US-Flüssiggas auf dem Weg nach Europa – und plötzlich sinken die Gaspreise
Die Europäer können aufatmen: Zehn US-amerikanische LNG-Tanker nehmen Kurs auf Europa. Sie lindern die Versorgungskrise und lassen die Gaspreise erstmals wieder einbrechen. Der Hintergrund der Aktion ist freilich ein geopolitischer Machtkampf zwischen den USA und Russland.

Seit Monaten schießen die Energiepreise in die Höhe, von einem Rekordhoch zum nächsten. Kein Wunder: Die Füllstände in den europäischen Gasspeichern befinden sich auf einem historischen Tiefstand. Doch nun, zu Weihnachten, kommen Europa in dieser Situation zehn US-Tanker mit Flüssiggas zu Hilfe, um die Energiearmut zu lindern. Das berichtet die Nachrichtenagentur Bloomberg.
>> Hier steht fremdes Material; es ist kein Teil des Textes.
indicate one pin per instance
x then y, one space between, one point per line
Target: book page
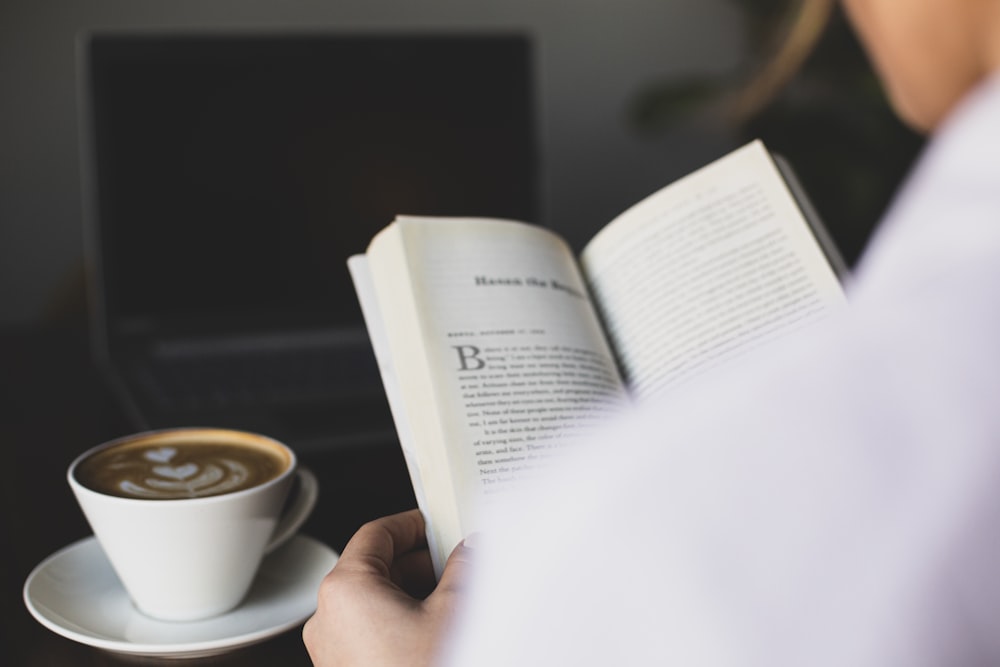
498 353
707 268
Freilich: Aus Altruismus tun sie das nicht. Es geht um wirtschaftliche Interessen und Geopolitik.
Den Verbrauchern blühten bereits Gaspreiserhöhungen um 20 Prozent
Weitere 20 Schiffe sollen ebenfalls den Atlantik überqueren, ohne jedoch ihr endgültiges Ziel bekannt zu geben, berichten Marktbeobachter: “Die US-Ladungen werden dazu beitragen, die geringeren Lieferungen aus Russland, dem Hauptlieferanten Europas, auszugleichen.”
Die europäischen Gaspreise waren am Großhandelsmarkt in diesem Jahr um mehr als 700 Prozent gestiegen. Russland drosselte die Lieferungen gerade dann, als die Volkswirtschaften wieder eröffneten und damit die Nachfrage anstieg. Das Preisportal Verivox hatte den deutschen Verbrauchern für 2022 bereits Gaspreiserhöhungen um 20 Prozent vorher gesagt, zusätzlich zu einem zehnprozentigen Plus bei den Strompreisen.
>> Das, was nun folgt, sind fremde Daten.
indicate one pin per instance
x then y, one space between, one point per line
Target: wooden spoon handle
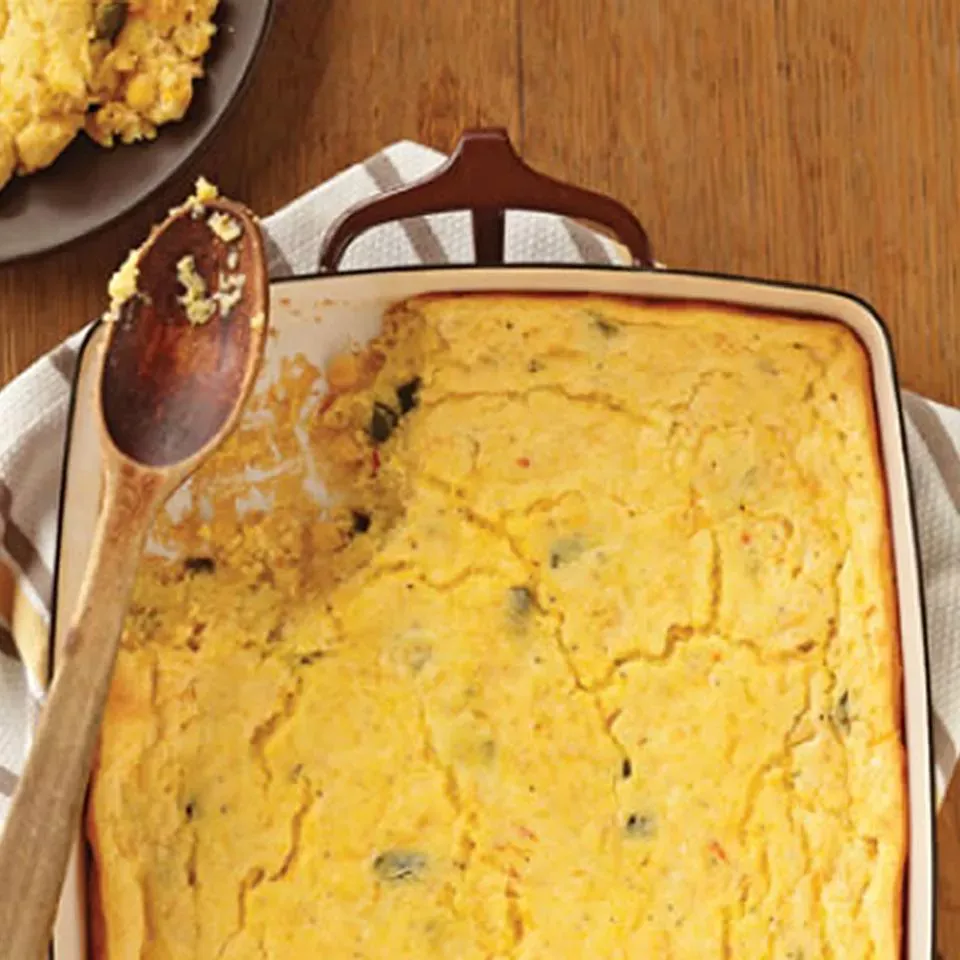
41 828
Mit der Meldung aus den USA fiel die beängstigende Preisexplosion umgehend in sich zusammen, am Großhandelsmarkt sackten die Gaspreise schlagartig um zehn Prozent ab. Mindestens ein Drittel der Schiffe schickte offenbar der US-Gaskonzern Cheniere Energy von seinem Verladehafen Sabine Pass in Lousiana.
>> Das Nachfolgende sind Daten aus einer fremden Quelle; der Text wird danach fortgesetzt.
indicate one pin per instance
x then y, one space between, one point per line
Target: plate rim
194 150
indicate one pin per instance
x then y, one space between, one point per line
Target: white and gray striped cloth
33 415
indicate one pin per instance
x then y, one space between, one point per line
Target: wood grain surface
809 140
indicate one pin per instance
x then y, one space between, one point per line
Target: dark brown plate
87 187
Die USA wollen Europa dazu bewegen Flüssiggas von ihnen zu kaufen
Die Menge von knapp 5 Millionen Kubikmeter LNG in diesen Schiffen würde ausreichen, den Bedarf von Deutschland, dem größten europäischen Gasverbraucher, in einem Wintermonat zu einem Drittel zu decken. Im Sommer entspricht diese Menge einem ganzen Monatsverbrauch Deutschlands.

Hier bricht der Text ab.